ベルリンにはたくさんの美術館や博物館がありますが、機械や科学技術が好きな方にオススメしたいのが、今回ご紹介する「ドイツ技術博物館(Deutsches Technikmuseum Berlin)」です。さまざまな旅行案内でも紹介されている定番スポットではありますが、今回あらためて、収蔵されているクルマとその展示に焦点を当ててご紹介したいと思います。
ドイツ技術博物館とは?
往年の名輸送機「ダグラスC-47スカイトレイン」が出迎えてくれるメインエントランス。ドイツ技術博物館は1982年、当時ベルリンが分断されていた時代の西ドイツ側に設立されました。敷地面積は広大で、とくに鉄道と船舶の展示は圧巻の一言。他にも航空、通信、映像、紡績、宝飾、酒造など、多種多様な技術に関する展示が展開されていて、じっくり見ていると1日では足りないほどの充実ぶりです。

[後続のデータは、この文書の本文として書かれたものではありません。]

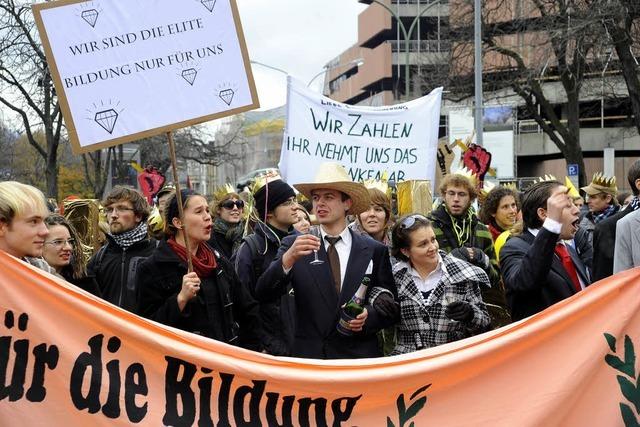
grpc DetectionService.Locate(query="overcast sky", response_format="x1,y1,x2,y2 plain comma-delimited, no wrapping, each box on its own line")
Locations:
237,0,366,110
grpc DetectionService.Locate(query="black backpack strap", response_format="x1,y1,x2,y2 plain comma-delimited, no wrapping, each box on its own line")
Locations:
243,233,264,280
93,240,109,277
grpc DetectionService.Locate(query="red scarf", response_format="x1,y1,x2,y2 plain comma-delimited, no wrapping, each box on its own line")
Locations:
167,237,217,277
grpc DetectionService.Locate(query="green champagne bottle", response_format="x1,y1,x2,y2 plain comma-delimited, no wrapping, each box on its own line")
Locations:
336,276,371,335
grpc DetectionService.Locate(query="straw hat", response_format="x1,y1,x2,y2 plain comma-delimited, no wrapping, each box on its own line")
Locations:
294,162,371,215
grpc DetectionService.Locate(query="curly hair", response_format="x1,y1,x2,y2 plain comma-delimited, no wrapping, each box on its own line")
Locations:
438,173,478,202
478,186,520,224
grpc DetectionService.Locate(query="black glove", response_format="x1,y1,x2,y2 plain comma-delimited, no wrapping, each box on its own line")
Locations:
451,247,489,270
373,292,400,319
444,301,473,322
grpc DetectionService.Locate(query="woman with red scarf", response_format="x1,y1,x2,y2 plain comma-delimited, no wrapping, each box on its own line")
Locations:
137,190,260,350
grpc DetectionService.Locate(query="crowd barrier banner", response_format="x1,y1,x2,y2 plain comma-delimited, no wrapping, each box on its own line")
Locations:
33,0,259,154
279,77,442,184
0,251,640,427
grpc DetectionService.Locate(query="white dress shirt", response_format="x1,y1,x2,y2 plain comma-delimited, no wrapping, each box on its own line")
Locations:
320,227,353,289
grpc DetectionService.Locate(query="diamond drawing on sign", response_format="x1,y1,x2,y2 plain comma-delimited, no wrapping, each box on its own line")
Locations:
182,68,198,86
94,108,118,133
200,0,216,12
80,9,98,27
218,89,235,105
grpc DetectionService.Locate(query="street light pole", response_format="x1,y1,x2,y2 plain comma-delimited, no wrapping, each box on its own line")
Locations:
251,58,364,87
307,58,364,87
364,0,445,99
473,0,483,146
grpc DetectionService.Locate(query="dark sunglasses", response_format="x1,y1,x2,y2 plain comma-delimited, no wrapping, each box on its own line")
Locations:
400,214,429,229
220,200,244,209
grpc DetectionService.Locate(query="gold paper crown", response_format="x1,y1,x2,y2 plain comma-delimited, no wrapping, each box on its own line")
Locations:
480,181,496,199
533,175,558,184
591,172,618,189
500,182,518,191
213,183,236,201
362,171,389,194
453,166,478,187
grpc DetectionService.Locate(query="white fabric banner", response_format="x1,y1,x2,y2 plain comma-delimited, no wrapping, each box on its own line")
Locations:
280,77,442,184
34,0,258,152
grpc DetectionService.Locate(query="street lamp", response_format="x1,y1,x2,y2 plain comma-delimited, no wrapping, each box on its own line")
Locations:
307,58,364,87
251,58,364,87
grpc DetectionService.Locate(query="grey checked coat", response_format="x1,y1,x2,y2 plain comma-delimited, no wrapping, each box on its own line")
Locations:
370,251,490,355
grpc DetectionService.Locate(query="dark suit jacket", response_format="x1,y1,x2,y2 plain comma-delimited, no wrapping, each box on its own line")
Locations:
500,228,591,320
593,207,633,282
255,231,398,359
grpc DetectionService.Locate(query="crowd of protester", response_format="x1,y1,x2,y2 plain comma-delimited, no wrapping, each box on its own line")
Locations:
0,160,640,359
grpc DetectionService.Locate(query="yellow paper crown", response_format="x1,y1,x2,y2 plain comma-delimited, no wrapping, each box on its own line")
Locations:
363,171,389,194
213,183,236,200
500,182,518,191
480,181,496,199
591,172,617,189
533,175,557,184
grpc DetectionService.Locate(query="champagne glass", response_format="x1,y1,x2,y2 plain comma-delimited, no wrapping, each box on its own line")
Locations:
309,225,324,265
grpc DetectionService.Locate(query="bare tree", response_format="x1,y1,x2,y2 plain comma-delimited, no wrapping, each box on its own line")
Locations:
0,0,62,197
440,0,622,185
589,0,640,134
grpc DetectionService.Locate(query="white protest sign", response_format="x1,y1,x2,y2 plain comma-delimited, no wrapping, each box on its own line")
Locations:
280,77,442,184
33,0,259,153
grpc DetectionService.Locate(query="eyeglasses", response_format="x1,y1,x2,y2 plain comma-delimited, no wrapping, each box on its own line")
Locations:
220,200,244,209
104,206,134,215
44,239,76,249
280,197,298,206
446,190,469,199
400,214,429,229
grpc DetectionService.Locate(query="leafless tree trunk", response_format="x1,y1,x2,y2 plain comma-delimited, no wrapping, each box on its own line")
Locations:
0,0,62,197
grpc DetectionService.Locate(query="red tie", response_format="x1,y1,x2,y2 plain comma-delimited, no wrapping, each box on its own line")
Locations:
555,243,582,292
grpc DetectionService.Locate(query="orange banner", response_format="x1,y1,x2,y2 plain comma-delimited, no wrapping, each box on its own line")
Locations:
0,251,640,427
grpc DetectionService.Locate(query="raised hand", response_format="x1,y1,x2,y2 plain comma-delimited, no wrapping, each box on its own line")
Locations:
436,140,455,176
462,144,491,183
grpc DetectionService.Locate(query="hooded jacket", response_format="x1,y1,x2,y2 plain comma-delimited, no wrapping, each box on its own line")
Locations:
235,223,296,356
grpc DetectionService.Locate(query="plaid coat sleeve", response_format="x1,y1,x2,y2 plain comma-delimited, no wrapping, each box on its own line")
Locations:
393,253,490,354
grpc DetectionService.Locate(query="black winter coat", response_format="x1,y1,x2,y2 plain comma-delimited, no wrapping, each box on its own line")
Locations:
235,223,296,356
500,228,592,321
137,241,260,350
87,235,158,311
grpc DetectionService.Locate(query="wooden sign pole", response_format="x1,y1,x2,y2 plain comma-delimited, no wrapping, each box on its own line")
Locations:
167,131,193,273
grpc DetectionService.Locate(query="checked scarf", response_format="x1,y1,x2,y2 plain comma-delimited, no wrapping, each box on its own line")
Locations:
111,221,148,250
593,205,618,224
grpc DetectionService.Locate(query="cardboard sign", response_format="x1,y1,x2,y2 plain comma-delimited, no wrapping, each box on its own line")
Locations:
0,251,640,427
33,0,259,154
280,77,442,184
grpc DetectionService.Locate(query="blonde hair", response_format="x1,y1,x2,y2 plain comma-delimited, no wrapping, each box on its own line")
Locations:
0,181,49,225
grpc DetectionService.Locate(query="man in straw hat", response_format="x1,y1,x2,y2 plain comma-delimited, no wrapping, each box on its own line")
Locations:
256,163,398,359
580,172,620,243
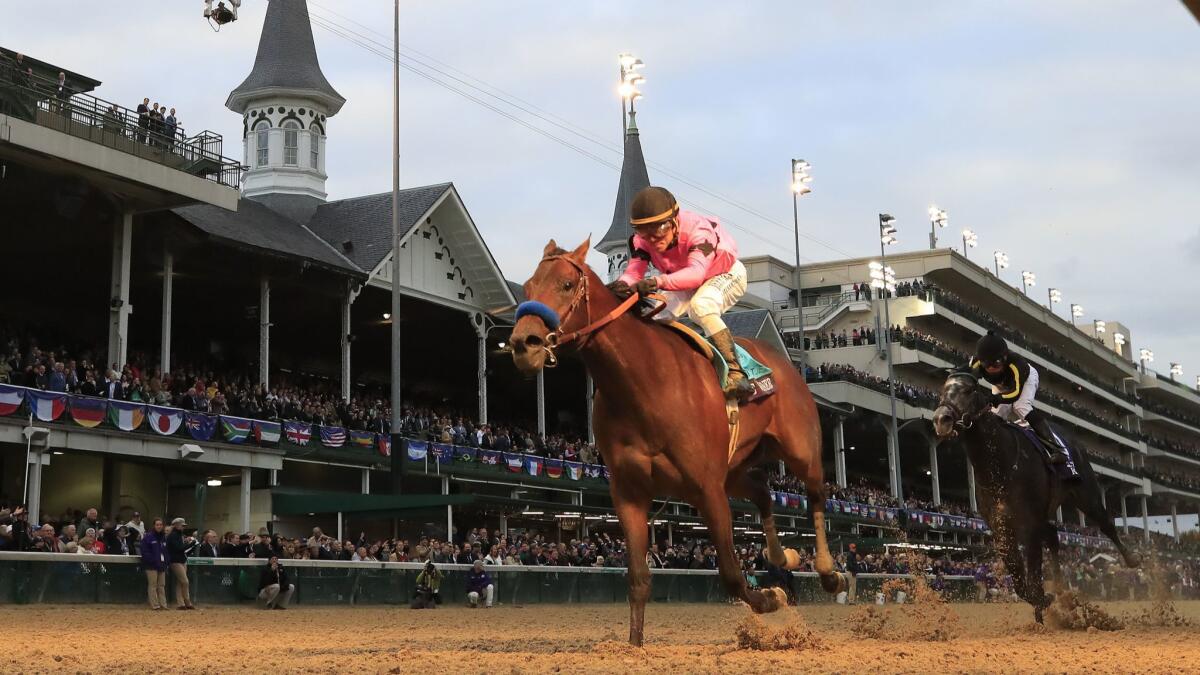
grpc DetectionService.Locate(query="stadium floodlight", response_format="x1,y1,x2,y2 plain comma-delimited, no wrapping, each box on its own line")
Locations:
991,251,1008,277
929,204,950,250
962,229,979,258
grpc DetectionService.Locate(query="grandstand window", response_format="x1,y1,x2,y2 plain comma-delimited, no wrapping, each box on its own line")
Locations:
254,120,271,167
308,123,320,169
283,120,300,167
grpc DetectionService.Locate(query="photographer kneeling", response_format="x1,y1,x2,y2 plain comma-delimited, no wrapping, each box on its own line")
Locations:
409,562,442,609
258,556,296,609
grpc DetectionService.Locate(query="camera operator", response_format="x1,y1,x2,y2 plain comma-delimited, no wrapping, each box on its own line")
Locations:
409,562,442,609
167,518,196,609
258,555,296,609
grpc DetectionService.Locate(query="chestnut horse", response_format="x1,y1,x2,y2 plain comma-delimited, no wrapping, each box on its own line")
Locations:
510,240,845,646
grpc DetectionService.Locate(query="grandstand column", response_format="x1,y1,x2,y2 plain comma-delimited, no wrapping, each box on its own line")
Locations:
538,369,546,437
158,251,175,372
929,437,942,506
1141,495,1150,544
967,461,979,513
833,416,846,488
106,213,133,370
238,466,250,532
258,276,271,387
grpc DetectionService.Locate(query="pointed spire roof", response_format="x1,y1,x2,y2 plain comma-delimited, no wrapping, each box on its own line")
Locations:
595,114,650,255
226,0,346,115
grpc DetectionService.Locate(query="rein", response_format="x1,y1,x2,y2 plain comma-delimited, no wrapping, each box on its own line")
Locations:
516,253,638,368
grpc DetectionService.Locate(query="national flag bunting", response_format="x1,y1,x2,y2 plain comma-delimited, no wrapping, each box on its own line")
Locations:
0,384,25,414
320,426,346,448
504,453,524,473
108,401,146,431
563,461,583,480
146,406,184,436
526,455,542,476
71,396,108,429
221,414,254,443
283,422,312,446
254,419,282,446
25,389,67,422
184,412,217,441
350,430,374,448
408,441,430,461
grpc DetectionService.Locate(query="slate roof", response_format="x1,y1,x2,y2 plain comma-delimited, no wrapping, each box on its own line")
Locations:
307,183,451,273
226,0,346,115
172,196,367,275
595,125,650,253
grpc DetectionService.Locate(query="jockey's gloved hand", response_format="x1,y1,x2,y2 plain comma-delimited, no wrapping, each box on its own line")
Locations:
608,279,634,300
634,276,659,295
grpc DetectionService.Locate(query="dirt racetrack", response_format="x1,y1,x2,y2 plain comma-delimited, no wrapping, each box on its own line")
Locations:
9,602,1200,675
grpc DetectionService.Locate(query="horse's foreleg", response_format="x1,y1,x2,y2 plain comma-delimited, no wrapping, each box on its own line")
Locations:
701,489,780,614
612,486,650,647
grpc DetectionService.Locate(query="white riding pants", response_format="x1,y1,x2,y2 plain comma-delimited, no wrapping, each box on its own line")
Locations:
658,261,746,336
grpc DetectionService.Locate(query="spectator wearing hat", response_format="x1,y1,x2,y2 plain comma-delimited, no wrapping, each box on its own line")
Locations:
258,555,296,609
167,518,196,609
142,518,168,609
467,560,496,609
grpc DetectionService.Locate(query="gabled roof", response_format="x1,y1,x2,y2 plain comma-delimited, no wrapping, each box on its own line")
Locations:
226,0,346,115
595,124,650,255
172,198,366,276
308,183,451,273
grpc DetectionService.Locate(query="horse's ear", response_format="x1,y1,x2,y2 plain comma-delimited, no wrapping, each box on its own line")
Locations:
571,234,592,264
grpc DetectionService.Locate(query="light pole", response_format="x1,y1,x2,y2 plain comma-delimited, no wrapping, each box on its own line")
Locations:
792,160,812,378
962,229,979,258
870,214,904,500
617,54,646,132
389,0,406,495
929,204,950,250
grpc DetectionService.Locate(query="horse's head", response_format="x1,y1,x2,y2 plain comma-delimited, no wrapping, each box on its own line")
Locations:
934,371,986,441
510,237,592,375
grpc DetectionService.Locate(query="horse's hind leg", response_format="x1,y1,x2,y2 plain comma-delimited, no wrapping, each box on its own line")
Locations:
727,468,787,567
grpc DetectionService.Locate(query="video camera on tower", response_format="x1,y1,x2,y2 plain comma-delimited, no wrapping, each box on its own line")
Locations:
204,0,241,30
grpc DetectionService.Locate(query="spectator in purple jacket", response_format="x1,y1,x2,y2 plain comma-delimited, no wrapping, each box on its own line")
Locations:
142,518,167,609
467,560,496,608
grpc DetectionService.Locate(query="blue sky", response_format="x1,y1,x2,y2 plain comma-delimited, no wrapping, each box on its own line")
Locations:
9,0,1200,372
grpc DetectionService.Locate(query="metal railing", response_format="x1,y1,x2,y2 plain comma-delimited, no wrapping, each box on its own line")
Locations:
0,56,244,189
0,552,974,605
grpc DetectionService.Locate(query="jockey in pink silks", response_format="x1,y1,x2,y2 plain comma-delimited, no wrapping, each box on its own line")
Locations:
608,187,754,400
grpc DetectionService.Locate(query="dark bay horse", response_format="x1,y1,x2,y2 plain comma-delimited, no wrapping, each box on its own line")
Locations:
934,372,1139,623
510,240,845,646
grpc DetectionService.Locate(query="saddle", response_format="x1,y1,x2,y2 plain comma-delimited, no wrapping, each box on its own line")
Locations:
1004,420,1079,480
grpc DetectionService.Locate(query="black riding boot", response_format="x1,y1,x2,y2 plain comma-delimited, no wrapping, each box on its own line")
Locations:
709,328,754,402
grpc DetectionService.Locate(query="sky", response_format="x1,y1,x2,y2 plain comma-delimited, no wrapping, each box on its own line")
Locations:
9,0,1200,372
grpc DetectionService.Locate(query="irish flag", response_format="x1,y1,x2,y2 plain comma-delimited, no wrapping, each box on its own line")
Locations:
71,396,108,429
146,406,184,436
0,384,25,414
108,401,146,431
25,389,67,422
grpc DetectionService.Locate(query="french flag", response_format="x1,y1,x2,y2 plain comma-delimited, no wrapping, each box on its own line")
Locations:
25,389,67,422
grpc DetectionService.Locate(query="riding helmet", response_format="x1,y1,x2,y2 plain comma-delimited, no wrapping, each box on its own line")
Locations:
629,185,679,226
976,330,1008,364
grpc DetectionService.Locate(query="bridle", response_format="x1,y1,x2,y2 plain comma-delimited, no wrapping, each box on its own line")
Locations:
516,253,638,368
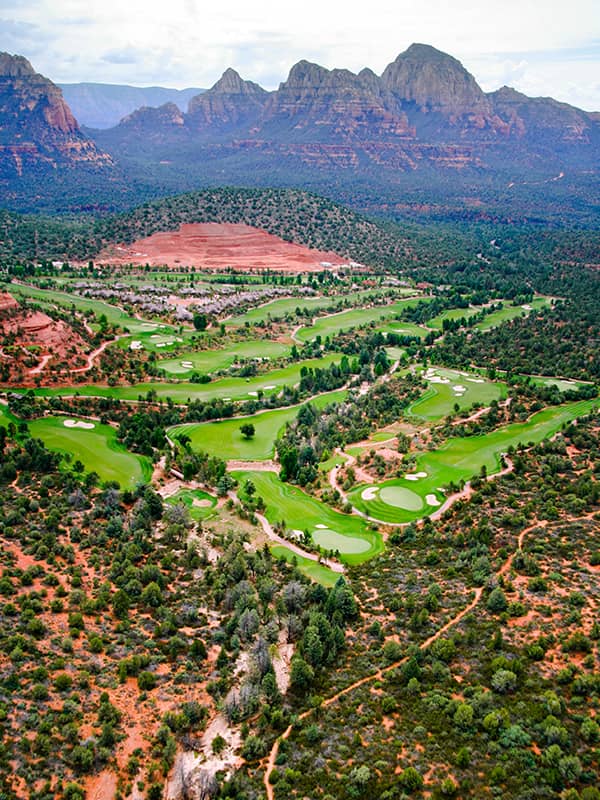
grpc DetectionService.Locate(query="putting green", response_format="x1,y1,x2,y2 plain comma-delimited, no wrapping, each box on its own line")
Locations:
347,400,598,522
379,486,423,511
296,296,432,342
157,339,290,375
28,417,152,489
169,389,346,461
29,353,341,403
165,489,217,520
270,544,340,589
234,472,384,564
407,367,507,420
312,530,371,554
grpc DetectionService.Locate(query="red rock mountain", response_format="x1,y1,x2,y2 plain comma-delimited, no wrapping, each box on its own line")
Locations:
0,53,112,177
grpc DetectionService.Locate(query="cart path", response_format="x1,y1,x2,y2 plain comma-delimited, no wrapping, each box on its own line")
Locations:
263,521,547,800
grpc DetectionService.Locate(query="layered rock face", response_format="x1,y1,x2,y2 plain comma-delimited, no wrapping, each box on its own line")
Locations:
0,53,112,175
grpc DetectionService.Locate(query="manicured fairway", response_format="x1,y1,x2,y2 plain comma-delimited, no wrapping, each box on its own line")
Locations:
376,319,429,339
427,306,481,331
349,400,598,522
7,283,159,333
169,390,346,461
227,289,411,326
165,489,217,520
28,417,152,489
408,367,506,420
158,339,290,375
234,472,384,564
473,297,552,331
270,544,340,588
296,297,432,342
35,353,341,403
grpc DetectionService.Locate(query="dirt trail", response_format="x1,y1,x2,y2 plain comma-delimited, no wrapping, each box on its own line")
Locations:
263,522,547,800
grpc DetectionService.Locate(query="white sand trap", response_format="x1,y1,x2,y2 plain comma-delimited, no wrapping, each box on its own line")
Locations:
192,497,212,508
63,419,96,431
361,486,379,500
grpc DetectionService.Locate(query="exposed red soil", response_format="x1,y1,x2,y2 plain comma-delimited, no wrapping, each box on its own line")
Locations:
96,222,345,272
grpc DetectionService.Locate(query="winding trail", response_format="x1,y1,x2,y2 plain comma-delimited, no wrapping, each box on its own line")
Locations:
263,521,547,800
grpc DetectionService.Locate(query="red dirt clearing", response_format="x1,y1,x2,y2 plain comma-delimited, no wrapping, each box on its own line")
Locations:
95,222,347,272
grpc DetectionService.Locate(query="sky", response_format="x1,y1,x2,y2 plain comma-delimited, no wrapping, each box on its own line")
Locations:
0,0,600,111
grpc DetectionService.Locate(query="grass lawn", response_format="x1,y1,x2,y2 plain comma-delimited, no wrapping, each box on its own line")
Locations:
157,339,290,375
377,319,429,339
349,400,598,522
227,289,410,326
407,367,507,420
28,417,152,489
296,297,431,342
427,306,481,331
474,297,552,331
165,489,217,521
234,472,384,564
2,283,160,333
270,544,340,589
35,353,341,403
169,389,346,461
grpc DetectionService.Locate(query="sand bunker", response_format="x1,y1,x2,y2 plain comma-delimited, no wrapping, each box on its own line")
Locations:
379,486,423,511
192,497,212,508
361,486,379,500
97,223,344,272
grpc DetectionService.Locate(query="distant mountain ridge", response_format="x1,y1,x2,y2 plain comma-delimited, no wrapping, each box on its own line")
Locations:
58,83,203,129
0,44,600,224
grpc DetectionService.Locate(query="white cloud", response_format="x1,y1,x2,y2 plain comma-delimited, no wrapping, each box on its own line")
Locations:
0,0,600,109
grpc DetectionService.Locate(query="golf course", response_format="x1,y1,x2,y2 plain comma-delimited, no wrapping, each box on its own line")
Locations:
233,472,384,564
169,389,346,461
28,417,152,489
408,367,507,421
348,400,598,523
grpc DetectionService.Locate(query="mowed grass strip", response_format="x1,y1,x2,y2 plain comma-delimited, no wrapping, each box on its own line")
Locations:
165,489,217,520
169,390,346,461
2,283,160,333
349,400,598,522
269,544,340,589
28,417,152,489
157,339,290,375
233,472,384,564
473,297,552,331
296,296,432,342
35,353,341,403
407,367,507,420
227,289,412,327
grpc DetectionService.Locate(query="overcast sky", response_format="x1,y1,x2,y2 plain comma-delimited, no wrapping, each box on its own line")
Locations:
0,0,600,111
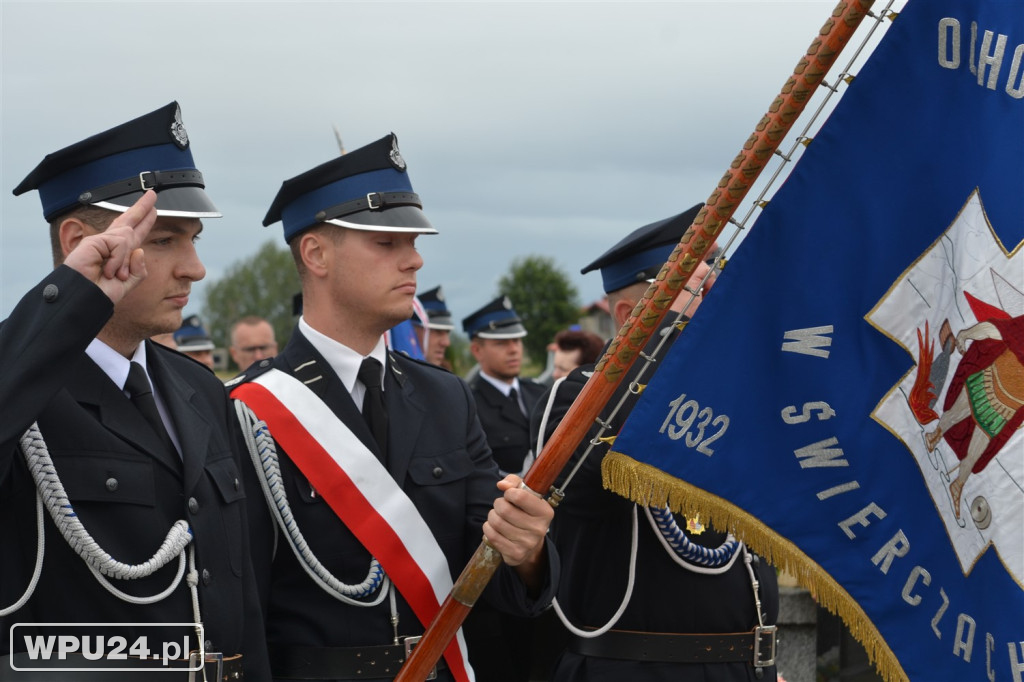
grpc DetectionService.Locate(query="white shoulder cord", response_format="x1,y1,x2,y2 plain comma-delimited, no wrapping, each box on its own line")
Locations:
234,400,391,606
0,423,200,623
537,377,761,638
537,377,637,637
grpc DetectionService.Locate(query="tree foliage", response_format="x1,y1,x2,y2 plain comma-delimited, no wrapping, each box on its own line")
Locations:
203,241,301,356
498,256,580,363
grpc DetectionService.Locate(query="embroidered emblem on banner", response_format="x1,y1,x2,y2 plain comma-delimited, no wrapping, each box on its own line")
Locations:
867,190,1024,584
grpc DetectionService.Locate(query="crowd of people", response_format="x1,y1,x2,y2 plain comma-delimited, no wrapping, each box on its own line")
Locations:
0,102,778,682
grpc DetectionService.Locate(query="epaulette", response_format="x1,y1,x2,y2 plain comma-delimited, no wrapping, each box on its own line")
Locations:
387,349,455,383
150,341,216,376
224,357,273,388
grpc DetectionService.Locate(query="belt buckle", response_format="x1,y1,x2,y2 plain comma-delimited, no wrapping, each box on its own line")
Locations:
188,651,224,682
401,635,437,680
754,626,778,668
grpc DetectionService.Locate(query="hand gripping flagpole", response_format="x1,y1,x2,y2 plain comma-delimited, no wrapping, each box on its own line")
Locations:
394,0,873,682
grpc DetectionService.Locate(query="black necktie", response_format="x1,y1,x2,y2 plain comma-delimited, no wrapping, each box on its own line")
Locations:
509,388,523,415
355,357,387,458
125,363,178,454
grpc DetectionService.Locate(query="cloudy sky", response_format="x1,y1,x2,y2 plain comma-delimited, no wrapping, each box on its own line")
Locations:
0,0,888,319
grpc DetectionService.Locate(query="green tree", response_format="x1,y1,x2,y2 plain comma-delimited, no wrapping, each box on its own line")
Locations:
203,241,301,360
498,256,580,364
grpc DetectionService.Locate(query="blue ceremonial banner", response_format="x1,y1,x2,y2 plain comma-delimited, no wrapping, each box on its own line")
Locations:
604,0,1024,682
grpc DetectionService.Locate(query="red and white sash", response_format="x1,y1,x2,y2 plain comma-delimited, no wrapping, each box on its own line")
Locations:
231,370,474,682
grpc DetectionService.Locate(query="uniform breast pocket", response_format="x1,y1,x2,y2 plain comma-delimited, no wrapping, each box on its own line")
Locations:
206,457,246,576
404,449,473,547
409,449,473,486
53,453,157,507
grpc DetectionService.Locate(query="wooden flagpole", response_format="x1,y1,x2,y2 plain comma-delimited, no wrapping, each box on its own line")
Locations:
394,0,873,682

今回お目当てのクルマに関する展示は、飛行機が吊るされた建物の裏手にある、写真の施設の中にあります。入場料は1日券が大人8ユーロ。どちらの建物も1枚でまわることができます。さっそく中に入ってみましょう!
ドイツ技術博物館の敷地は、かつて存在した貨物駅「ベルリン・アンハルター駅」の一部を使用しています。建物の外観はレンガ作りでレトロな雰囲気ですが、中はご覧の通り。明るくて近代的な雰囲気です。手前から奥に向かって、クルマの歴史を追っていくことができるようになっています。
クルマ黎明期の傑作車も!
とにかく馬を愛するドイツ人。シュツットガルトのメルセデス・ベンツ博物館でも、展示の一番に登場するのは馬ですが、ここでも馬車が最初に紹介されています。1900年にはベルリン全体で8,114頭の馬が「タクシー」として働いていたとのこと。「出力:1馬力 速度:6km/h(並足)12km/h(速足) 燃料:野菜、ジャガイモ、干し草など」とまじめに書かれたキャプションにユーモアを感じます。
1899年製ド・ディオン・ブートン モデルE。402ccの単気筒エンジンから3.5馬力を発生、最高速度は40km/hでした。フランスのド・ディオン・ブートンは1900年当時、400台の自動車と3,200台のエンジンを生産する世界最大の自動車メーカーでした。現在でも「ド・ディオン・アクスル(ド・ディオン式サスペンション)」などに名前が残っていますね。